Typical price: £585
What is it: Digital SLR with interchangeable lens system and 8-megapixel sensor
What we think: Olympus has packed the E-500 with features in a bid to compete in the growing sub-£700 dSLR market
Olympus E-500 with 14-45mm lens Review
Reviewed on: 1 March 2006

In continuous-drive mode when shooting standard JPEG images, we measured an adequate capture rate of 2.5fps and you can shoot almost indefinitely until your card fills up. In TIFF or raw mode the number of continuous shots per burst drops to 5, but the speed is impressive at 2.6fps.
One feature that occasionally underperformed was the automatic white balance. The colour balance looked good for shots taken in sunlight or while using a flash, but photos taken in more challenging lighting situations, such as in the cool shade next to a building or indoors using artificial light, had significant colour casts if the flash wasn't used. For those lighting conditions, we recommend that users manually adjust the white-balance settings. If in doubt, shoot raw files so that you can adjust the white balance with raw-image-editing software later.
The Olympus E-500's 64mm LCD monitor is bright, sharp and colourful and it's also easy to view from a variety of angles. The optical viewfinder on the other hand is a bit small. It also has a notably short eye point of 16mm -- that's the maximum distance from the eyepiece at which the image looks sharp. We recommend picking up the ME-1 eyepiece magnifier that Olympus makes for the E-500, especially if you wear glasses as it really makes a noticeable difference.
The small built-in flash usually gave even lighting to a completely darkened room, but the standard flash setting was occasionally a bit overblown for close-up portraits. However, with the flash-bracketing functions and the ability to reduce the flash power, you can compensate for this.
Image quality
The Olympus E-500's images are generally excellent, particularly at the lower ISO ratings.
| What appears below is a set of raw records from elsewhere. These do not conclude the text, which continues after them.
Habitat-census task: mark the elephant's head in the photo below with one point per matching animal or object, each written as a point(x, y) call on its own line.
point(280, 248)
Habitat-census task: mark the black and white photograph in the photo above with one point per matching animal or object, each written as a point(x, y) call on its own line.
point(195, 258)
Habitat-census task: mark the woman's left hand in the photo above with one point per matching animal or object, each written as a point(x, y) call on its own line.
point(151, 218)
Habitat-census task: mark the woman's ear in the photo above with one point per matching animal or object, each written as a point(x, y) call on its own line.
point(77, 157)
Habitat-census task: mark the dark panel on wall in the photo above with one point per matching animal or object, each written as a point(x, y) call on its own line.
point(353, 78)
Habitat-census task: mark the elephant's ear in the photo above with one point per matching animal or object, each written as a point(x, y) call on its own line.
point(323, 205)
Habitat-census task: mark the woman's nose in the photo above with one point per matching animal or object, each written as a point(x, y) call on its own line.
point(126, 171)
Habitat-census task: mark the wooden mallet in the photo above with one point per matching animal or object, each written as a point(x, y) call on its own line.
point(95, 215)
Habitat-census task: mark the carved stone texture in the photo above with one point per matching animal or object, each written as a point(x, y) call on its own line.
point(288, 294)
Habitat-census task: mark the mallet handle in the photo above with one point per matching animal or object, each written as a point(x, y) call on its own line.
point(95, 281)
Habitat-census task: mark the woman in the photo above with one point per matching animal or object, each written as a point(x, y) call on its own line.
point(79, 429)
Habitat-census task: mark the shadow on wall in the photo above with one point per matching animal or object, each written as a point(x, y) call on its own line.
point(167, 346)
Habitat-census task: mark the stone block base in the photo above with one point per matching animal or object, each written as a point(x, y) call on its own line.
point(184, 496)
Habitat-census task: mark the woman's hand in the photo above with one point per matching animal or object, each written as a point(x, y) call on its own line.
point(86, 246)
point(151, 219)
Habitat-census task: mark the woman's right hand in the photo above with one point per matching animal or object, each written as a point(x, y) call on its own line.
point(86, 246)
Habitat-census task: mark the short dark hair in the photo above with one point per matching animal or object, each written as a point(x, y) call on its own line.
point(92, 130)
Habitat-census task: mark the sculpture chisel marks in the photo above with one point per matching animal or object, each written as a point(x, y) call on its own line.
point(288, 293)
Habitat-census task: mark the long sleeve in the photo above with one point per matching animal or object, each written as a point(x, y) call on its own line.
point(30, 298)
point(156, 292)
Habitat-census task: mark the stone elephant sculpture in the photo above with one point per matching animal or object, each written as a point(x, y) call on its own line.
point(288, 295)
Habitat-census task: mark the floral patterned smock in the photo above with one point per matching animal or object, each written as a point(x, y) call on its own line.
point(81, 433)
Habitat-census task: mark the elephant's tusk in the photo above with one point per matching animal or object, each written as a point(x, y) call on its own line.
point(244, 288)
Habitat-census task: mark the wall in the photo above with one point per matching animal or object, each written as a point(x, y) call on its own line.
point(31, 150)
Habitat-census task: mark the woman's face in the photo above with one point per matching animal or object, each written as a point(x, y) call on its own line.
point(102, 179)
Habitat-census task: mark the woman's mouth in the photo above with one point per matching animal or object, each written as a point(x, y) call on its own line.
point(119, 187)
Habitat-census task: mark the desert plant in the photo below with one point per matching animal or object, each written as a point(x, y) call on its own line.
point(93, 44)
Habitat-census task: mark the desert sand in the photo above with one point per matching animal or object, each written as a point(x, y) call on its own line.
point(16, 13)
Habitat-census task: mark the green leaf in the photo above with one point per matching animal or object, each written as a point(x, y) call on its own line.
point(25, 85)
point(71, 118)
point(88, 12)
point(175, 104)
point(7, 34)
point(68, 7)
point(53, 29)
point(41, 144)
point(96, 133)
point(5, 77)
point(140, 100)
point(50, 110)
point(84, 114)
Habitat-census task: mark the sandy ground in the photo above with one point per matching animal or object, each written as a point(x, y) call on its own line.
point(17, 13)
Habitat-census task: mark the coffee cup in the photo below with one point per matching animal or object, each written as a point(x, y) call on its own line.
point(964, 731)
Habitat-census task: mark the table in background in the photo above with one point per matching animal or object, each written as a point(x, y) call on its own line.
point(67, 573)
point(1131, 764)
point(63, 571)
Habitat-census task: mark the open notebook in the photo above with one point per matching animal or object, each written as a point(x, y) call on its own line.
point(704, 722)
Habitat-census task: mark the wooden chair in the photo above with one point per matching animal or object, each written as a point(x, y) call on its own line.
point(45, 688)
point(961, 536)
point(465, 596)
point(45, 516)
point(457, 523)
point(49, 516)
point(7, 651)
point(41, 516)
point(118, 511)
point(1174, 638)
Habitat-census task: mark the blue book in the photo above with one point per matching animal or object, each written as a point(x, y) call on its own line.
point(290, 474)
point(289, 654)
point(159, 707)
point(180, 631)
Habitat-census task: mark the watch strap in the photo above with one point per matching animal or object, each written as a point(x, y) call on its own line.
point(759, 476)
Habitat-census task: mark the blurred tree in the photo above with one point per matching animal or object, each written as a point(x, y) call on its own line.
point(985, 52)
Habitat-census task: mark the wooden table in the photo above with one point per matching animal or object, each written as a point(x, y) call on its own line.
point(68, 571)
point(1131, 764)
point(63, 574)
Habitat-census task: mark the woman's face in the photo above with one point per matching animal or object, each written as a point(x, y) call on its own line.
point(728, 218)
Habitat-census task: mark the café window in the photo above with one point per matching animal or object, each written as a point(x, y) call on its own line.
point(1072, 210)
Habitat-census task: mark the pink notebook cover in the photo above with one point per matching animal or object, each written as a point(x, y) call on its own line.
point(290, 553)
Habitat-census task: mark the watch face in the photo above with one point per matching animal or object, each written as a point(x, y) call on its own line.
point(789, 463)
In most shooting conditions our test photos showed nicely balanced colours, good sharpness, accurate automatic exposures and no visible purple fringing around details with contrast.
Our test images were clean and free of noticeable noise up to ISO 400. A handful of colourful speckles show up in dark areas at ISO 800, but even at that setting the highlights show little noise. Images shot at ISO 1,600 are fairly noisy, although the noise-reduction feature makes it less noticeable -- with the trade-off that shooting time is doubled.